Microsoft is quietly eating the stack

The other story most MSPs aren’t telling themselves honestly is what’s happening to their tool chain. The classic SMB MSP stitched together five or six separate products to deliver a managed service — RMM, PSA, backup, antivirus, email security, password manager, MFA. The margin was in the stitching, not in any individual product.

Microsoft 365, with Defender, Intune, Entra, Purview, and Copilot layered on top, now covers most of that surface natively. It’s not perfect and it’s not cheaper, but it’s good enough for the SMB segment — and it’s getting better every quarter. When the platform a client already pays for can deliver eighty per cent of what the MSP used to charge for, the conversation about the other twenty per cent gets uncomfortable fast.

I watched an SMB owner last month ask Copilot in the Microsoft 365 admin centre to summarise her security posture, suggest fixes, and draft a message to her staff about a new MFA requirement. Three things her MSP would have charged her for, done in under a minute, without leaving the browser. She didn’t call her MSP afterwards. She just got on with her day. That’s the shift.

Buyers stopped wanting “managed IT”

There’s a generational change in SMB buyers that the industry is underestimating. The people running small businesses now grew up on consumer software that just works. They don’t want a relationship with a company that “manages their IT”. They want outcomes — their email working, their files safe, their staff productive — and they expect those outcomes to be invisible.

When the outcome can be delivered by a platform plus an AI assistant, the MSP isn’t a partner anymore. It’s a middleman. And middlemen who can’t articulate the unique value they add get squeezed out, every single time, in every industry where this pattern has played out before. Travel agents. Stockbrokers. Bookkeepers doing data entry. The MSP delivering commodity managed services is next.

The margins are already gone

Talk to any honest MSP owner about their margins over the last three years and you’ll hear the same story.

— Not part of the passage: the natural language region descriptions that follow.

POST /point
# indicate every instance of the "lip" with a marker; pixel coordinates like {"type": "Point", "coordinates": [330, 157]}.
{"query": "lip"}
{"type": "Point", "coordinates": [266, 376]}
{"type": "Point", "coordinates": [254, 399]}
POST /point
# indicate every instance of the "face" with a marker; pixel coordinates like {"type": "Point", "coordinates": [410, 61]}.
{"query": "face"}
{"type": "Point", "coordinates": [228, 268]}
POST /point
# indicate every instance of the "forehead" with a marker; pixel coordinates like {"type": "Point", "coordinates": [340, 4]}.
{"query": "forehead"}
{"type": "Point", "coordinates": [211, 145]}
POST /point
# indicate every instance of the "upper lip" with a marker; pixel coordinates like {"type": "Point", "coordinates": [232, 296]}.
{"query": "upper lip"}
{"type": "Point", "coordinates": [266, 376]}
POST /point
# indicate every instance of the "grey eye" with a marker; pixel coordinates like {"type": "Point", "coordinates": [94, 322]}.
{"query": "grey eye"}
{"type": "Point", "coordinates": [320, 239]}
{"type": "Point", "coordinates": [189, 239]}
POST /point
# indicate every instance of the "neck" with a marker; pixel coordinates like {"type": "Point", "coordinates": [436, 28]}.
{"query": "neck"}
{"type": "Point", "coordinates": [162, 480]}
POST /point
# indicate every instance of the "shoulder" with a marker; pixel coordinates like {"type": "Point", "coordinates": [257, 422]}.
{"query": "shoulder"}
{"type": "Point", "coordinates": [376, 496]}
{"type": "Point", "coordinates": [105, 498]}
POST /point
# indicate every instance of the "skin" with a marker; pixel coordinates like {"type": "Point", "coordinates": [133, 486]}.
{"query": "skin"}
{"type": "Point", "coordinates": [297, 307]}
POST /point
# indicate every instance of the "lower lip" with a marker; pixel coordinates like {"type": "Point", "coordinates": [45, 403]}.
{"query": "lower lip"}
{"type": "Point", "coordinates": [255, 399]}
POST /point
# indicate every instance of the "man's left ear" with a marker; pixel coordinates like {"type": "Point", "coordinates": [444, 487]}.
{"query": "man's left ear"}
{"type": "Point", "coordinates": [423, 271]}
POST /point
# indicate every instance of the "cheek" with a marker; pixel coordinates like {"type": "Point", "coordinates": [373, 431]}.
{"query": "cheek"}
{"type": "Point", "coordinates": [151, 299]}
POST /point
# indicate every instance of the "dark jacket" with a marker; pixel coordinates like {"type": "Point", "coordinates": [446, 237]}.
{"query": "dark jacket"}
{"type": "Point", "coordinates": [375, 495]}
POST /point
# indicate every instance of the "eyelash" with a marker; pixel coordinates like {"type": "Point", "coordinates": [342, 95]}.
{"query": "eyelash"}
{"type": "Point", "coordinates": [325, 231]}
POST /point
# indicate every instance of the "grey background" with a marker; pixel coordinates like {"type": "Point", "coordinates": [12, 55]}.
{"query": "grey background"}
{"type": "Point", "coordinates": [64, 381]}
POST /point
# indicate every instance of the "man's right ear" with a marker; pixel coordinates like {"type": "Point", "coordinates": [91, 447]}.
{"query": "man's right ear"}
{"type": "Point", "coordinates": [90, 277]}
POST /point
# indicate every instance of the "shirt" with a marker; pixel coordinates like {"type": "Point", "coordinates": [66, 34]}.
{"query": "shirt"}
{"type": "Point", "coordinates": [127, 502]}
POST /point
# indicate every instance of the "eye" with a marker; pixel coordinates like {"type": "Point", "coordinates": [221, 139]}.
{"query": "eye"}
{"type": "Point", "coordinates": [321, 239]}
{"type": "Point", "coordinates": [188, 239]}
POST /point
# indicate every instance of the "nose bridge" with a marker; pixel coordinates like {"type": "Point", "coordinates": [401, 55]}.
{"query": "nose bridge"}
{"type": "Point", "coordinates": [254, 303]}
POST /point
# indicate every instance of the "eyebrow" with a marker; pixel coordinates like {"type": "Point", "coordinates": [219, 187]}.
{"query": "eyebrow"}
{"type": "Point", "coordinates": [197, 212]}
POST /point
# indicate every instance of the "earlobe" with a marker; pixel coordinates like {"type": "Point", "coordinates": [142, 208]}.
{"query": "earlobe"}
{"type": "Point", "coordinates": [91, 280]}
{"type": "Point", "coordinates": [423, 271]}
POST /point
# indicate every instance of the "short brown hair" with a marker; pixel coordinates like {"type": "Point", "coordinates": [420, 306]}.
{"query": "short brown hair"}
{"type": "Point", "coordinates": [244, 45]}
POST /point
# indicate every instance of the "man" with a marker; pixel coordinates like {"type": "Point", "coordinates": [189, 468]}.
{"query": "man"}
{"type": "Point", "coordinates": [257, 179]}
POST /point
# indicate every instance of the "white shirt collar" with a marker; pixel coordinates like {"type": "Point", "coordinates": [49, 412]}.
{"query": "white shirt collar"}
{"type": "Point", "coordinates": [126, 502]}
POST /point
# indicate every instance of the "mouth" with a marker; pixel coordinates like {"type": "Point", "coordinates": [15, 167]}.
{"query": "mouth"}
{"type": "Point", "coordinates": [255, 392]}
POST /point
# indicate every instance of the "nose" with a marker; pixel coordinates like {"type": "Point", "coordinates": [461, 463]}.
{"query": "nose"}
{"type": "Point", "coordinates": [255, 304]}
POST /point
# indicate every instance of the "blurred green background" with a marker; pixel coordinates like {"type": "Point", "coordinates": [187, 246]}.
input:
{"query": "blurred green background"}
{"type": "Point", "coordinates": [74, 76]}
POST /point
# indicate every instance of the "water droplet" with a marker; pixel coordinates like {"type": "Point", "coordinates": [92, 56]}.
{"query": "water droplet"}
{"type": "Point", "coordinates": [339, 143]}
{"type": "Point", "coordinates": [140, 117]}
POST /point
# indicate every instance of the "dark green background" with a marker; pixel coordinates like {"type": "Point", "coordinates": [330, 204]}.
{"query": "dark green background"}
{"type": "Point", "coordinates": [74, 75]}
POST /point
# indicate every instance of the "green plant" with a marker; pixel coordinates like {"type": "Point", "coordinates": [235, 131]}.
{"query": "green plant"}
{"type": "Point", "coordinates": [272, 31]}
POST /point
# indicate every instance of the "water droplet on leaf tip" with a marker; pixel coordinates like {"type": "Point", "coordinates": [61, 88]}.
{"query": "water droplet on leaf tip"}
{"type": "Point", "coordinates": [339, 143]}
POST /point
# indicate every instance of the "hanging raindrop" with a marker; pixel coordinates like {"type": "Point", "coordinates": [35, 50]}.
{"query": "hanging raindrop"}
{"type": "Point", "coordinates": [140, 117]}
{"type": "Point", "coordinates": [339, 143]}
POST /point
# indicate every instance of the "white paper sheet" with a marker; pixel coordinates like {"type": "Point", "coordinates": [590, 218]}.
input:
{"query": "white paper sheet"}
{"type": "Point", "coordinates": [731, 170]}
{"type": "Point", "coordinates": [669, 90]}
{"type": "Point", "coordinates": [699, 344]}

Costs up. Prices flat or barely moving. Clients pushing back on increases. Staff harder to find, more expensive to keep, and asking for the kind of work that doesn’t exist in a commodity managed service anymore.

The economics don’t recover. They get worse. Because the AI tooling that’s eating the work is also reducing the cost of delivery for the few players who lean into it — meaning the price floor keeps dropping. An MSP charging eighty dollars a seat for traditional managed services is competing against a competitor charging forty, who has automated most of the same work, who is competing against a Microsoft partner bundling Copilot at a price point that makes the conversation moot.

What survives

I’m not saying every MSP is gone by 2030. I’m saying the shape most of them have today is gone. What survives is something different. Advisory businesses that help SMBs use Copilot well. Specialists who can wire up Power Automate flows that actually move the needle for a client. Security-led practices that go deep instead of wide. Firms that have stopped selling time and started selling outcomes.

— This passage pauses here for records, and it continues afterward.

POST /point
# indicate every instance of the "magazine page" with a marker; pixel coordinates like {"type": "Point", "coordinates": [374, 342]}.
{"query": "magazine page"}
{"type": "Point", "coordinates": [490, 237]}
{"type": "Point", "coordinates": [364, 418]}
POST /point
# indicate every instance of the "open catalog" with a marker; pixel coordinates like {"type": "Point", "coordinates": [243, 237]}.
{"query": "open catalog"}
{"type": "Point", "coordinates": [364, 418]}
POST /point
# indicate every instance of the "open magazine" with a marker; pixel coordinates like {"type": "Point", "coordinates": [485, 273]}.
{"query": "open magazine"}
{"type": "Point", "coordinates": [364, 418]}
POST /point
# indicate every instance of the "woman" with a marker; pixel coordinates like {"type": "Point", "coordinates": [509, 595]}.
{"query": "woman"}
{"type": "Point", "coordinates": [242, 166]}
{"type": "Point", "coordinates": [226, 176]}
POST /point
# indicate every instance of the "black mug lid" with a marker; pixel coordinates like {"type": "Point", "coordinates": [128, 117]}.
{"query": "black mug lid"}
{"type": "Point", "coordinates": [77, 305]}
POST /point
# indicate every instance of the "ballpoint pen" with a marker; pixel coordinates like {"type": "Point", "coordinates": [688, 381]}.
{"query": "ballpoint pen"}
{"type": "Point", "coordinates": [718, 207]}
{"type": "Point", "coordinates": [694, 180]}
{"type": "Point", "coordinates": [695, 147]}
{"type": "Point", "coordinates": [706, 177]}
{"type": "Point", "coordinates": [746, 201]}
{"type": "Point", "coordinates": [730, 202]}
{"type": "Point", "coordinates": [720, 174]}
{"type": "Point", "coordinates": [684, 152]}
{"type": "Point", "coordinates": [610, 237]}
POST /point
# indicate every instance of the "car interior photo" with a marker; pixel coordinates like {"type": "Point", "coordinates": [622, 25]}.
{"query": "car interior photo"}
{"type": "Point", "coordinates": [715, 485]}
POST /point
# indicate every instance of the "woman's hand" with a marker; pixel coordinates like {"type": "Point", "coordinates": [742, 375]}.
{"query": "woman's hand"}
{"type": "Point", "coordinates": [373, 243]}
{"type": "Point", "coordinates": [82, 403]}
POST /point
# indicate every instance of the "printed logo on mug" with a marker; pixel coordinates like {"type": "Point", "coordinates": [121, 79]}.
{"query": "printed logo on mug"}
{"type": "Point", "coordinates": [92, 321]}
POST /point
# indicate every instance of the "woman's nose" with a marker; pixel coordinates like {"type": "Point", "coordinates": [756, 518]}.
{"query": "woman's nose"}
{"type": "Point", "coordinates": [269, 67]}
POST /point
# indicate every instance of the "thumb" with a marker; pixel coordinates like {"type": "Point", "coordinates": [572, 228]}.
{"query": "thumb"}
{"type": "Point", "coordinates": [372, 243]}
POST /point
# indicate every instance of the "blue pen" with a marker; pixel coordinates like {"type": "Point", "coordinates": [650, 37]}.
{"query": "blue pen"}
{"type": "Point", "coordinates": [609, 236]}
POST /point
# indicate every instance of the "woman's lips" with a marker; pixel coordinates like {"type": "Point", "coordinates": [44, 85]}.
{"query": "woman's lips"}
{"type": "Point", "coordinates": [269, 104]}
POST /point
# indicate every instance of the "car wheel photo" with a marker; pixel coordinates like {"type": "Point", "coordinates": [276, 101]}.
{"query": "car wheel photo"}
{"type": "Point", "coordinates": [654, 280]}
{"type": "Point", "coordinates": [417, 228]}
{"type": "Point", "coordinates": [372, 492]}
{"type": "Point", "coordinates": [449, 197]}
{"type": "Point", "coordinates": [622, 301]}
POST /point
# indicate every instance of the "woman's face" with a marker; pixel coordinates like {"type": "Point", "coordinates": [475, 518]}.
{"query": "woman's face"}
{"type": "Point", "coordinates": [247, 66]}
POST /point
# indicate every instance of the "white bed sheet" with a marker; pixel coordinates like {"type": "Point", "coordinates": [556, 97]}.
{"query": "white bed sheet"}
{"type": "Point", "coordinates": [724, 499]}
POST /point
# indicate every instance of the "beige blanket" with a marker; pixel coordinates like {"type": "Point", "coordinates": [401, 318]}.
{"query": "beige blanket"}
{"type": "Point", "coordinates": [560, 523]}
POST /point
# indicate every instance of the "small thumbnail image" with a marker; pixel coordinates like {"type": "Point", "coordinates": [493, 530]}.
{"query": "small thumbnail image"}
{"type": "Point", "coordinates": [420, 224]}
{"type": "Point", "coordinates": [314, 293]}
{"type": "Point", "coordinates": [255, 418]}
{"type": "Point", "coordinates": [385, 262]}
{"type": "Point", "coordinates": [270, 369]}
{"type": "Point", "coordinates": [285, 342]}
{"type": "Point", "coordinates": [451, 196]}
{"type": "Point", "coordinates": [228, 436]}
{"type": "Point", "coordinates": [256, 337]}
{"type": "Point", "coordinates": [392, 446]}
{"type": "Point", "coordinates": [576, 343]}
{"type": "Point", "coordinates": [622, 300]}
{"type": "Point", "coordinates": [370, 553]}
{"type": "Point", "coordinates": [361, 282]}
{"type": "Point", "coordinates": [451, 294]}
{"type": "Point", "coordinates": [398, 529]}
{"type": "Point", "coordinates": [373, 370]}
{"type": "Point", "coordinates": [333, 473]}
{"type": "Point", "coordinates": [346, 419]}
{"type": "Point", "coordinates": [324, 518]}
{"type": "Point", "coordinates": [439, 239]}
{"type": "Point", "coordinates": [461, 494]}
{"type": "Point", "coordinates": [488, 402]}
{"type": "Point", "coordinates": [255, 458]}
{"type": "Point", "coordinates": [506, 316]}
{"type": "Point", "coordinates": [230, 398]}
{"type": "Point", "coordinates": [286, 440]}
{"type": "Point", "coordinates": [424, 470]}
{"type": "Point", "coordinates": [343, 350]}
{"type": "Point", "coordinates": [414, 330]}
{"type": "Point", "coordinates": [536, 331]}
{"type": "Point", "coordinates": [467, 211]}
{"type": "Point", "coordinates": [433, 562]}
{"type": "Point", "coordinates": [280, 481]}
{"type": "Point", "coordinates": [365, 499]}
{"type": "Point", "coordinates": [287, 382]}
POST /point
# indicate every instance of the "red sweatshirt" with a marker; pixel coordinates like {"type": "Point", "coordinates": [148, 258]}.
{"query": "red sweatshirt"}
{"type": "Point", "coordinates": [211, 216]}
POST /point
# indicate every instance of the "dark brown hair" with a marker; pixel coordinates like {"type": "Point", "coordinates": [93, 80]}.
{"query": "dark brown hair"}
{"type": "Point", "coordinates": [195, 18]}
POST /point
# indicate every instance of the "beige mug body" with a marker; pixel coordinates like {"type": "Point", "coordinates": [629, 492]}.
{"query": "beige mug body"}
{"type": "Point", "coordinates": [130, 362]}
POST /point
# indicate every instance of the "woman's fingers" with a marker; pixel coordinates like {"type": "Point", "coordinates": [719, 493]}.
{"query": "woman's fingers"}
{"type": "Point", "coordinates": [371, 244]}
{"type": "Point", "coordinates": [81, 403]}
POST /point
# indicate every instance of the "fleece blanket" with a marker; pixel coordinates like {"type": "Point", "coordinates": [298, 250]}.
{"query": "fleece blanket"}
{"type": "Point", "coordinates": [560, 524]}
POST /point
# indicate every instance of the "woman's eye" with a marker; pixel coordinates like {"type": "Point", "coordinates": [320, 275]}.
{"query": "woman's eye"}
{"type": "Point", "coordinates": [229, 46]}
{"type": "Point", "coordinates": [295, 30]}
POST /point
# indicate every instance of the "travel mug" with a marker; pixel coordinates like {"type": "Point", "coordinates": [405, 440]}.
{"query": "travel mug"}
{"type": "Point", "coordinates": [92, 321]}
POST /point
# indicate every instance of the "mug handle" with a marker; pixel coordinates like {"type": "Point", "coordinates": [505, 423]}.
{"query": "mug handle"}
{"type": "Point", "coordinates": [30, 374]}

Those businesses look almost nothing like the typical SMB MSP of 2025. Different revenue model, different staff mix, different conversations with clients. The ones quietly making that turn now will be fine. The ones still arguing about whether AI is overhyped will not.

I’d rather have the uncomfortable conversation in 2026 than the unavoidable one in 2029. If you run an MSP, the next eighteen months are when the work gets done — or doesn’t.